Il verso giusto Il campo luminoso Thomas predica dal pulpito della poesia

di Nicola Crocetti

Ho visto il sole irrompere dalle nubi

e illuminare un piccolo campo

per un momento, e ho continuato la mia strada

e ho dimenticato la cosa. Ma quella era la perla

di gran pregio, l'unico campo che conteneva

il tesoro. Mi rendo conto ora

che devo dare tutto quello che ho

per possederlo. La vita non è un affrettarsi

verso un futuro che s'allontana, né un agognare

un passato immaginato. È il voltarsi

come Mosè al miracolo

del roveto ardente, a uno splendore

che sembrava transitorio come la tua giovinezza

d'un tempo, e invece è l'eternità che ti aspetta.

(Traduzione di Domenico Pezzini)

Poeta di culto in Inghilterra, dove l'arcivescovo di Canterbury, Rowan Williams, l'ha definito influente «come T.S. Eliot», il gallese Ronald Stuart Thomas è poco noto in Italia, se non per un volume di Bolzoni nel 1992 (Un prete e la sua gente e altre poesie) e per la piccola ma pregevole antologia curata da Domenico Pezzini per l'editrice milanese Àncora nel 2012, Il senso è nell'attesa. Due i temi principali della sua poesia: il mondo rurale del Galles (nato a Cardiff nel 1913, vi morì nel 2000), in cui visse ed esercitò il ministero di prete anglicano, e Dio, visto non come figura rassicurante di tanta letteratura devozionale, ma come entità imprendibile, che sfugge all'incessante ricerca dell'uomo di conoscerlo e afferrarlo, «come il buio tra le stelle». Un Dio che non parla, ma si fa vedere in «un albero d'inverno»; un Dio che ha conferito ai poeti la funzione di guardiani dell'Eden perduto, di usare la parola come una spada «per custodire le porte del vocabolario». E il Galles, terra dai vasti orizzonti, che è reliquia e memoria storica di lotte sanguinose, di imprese eroiche e tragedie, opposte all'inerzia del presente.

Spirito tormentato, passionale e aspro, legato al cuore della sua patria, R.S. Thomas ha perseguito con la stessa intensità la vocazione religiosa e quella della poesia.

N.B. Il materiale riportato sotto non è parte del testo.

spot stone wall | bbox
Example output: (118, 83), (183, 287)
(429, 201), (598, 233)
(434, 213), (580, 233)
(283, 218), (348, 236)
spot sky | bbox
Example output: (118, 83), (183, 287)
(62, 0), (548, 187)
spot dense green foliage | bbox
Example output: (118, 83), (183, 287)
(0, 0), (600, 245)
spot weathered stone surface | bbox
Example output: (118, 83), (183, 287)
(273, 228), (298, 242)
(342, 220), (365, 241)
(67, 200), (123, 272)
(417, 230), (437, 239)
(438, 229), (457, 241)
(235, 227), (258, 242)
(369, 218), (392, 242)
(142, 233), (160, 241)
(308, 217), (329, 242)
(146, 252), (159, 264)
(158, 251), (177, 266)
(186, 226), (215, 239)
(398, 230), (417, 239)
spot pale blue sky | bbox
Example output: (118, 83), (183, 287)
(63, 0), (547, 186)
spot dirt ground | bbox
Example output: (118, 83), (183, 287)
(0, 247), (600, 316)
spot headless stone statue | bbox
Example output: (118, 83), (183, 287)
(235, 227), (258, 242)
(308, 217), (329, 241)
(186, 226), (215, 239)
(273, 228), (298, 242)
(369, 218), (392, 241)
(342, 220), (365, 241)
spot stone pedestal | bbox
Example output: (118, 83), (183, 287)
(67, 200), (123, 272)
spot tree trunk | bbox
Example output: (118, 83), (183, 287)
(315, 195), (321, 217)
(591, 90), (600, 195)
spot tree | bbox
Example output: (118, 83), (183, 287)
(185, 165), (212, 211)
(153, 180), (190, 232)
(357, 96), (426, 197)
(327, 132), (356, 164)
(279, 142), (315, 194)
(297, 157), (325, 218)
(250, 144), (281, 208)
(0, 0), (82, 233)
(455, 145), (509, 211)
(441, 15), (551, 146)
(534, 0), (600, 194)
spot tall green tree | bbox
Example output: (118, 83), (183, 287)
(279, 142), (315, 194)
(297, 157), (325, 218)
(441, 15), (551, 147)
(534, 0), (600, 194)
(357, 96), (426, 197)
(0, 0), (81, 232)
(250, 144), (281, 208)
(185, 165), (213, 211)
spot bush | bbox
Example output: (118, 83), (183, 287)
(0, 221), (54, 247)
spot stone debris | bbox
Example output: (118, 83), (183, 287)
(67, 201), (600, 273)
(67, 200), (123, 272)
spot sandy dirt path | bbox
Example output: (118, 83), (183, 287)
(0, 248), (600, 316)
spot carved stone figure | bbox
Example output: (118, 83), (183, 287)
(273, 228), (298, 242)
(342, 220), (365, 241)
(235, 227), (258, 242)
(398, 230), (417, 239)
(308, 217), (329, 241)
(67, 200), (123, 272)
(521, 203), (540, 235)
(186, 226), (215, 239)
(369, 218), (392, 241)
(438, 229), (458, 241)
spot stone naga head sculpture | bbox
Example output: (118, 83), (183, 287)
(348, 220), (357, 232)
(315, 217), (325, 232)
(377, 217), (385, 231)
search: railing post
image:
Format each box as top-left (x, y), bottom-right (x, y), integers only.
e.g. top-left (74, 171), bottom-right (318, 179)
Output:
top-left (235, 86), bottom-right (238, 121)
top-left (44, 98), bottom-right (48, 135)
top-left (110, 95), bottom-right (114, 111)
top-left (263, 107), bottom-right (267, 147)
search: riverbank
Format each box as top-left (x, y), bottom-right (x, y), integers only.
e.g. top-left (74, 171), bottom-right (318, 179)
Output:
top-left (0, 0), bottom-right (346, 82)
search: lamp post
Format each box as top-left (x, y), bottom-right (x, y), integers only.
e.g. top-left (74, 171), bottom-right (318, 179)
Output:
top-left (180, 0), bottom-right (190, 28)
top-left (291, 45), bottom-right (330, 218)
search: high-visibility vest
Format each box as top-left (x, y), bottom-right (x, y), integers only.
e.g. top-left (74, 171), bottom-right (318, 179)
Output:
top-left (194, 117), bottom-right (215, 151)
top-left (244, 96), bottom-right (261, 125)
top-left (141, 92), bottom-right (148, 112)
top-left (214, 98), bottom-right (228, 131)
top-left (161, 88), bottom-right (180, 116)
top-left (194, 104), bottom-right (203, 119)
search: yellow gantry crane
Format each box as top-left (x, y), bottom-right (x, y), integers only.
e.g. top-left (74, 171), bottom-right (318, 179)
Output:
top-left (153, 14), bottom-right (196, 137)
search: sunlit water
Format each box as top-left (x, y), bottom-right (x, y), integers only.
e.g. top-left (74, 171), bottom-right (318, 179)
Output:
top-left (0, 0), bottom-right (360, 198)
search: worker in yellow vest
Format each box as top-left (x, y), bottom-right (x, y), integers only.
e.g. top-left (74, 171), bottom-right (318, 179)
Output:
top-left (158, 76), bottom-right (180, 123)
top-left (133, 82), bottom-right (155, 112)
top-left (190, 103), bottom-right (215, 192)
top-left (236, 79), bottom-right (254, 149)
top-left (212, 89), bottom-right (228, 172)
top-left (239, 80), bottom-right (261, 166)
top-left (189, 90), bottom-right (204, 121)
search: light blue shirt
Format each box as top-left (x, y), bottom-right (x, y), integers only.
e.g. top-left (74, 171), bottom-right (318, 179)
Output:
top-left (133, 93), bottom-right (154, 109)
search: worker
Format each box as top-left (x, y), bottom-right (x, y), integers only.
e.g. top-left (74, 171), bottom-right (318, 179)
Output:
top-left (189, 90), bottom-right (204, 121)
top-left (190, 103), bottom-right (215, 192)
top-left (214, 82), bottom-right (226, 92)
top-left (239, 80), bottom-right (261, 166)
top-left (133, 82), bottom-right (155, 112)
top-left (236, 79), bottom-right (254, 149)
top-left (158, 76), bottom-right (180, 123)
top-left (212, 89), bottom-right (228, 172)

Come prete crede e dubita. Dal pulpito della poesia predica sentimenti di amore per la bellezza, di timore per l'uomo, di simpatia per i contadini gallesi, di indignazione per la loro miseria. Per lui la fede è fonte di responsabilità morale, e dovrebbe essere (utopicamente) estesa a quella politica. La poesia invece è fertilità, e «dovrebbe essere naturale come il piccolo tubero che si nutre di letame e cresce lentamente dal suolo ottuso come un fiore bianco d'immortale bellezza».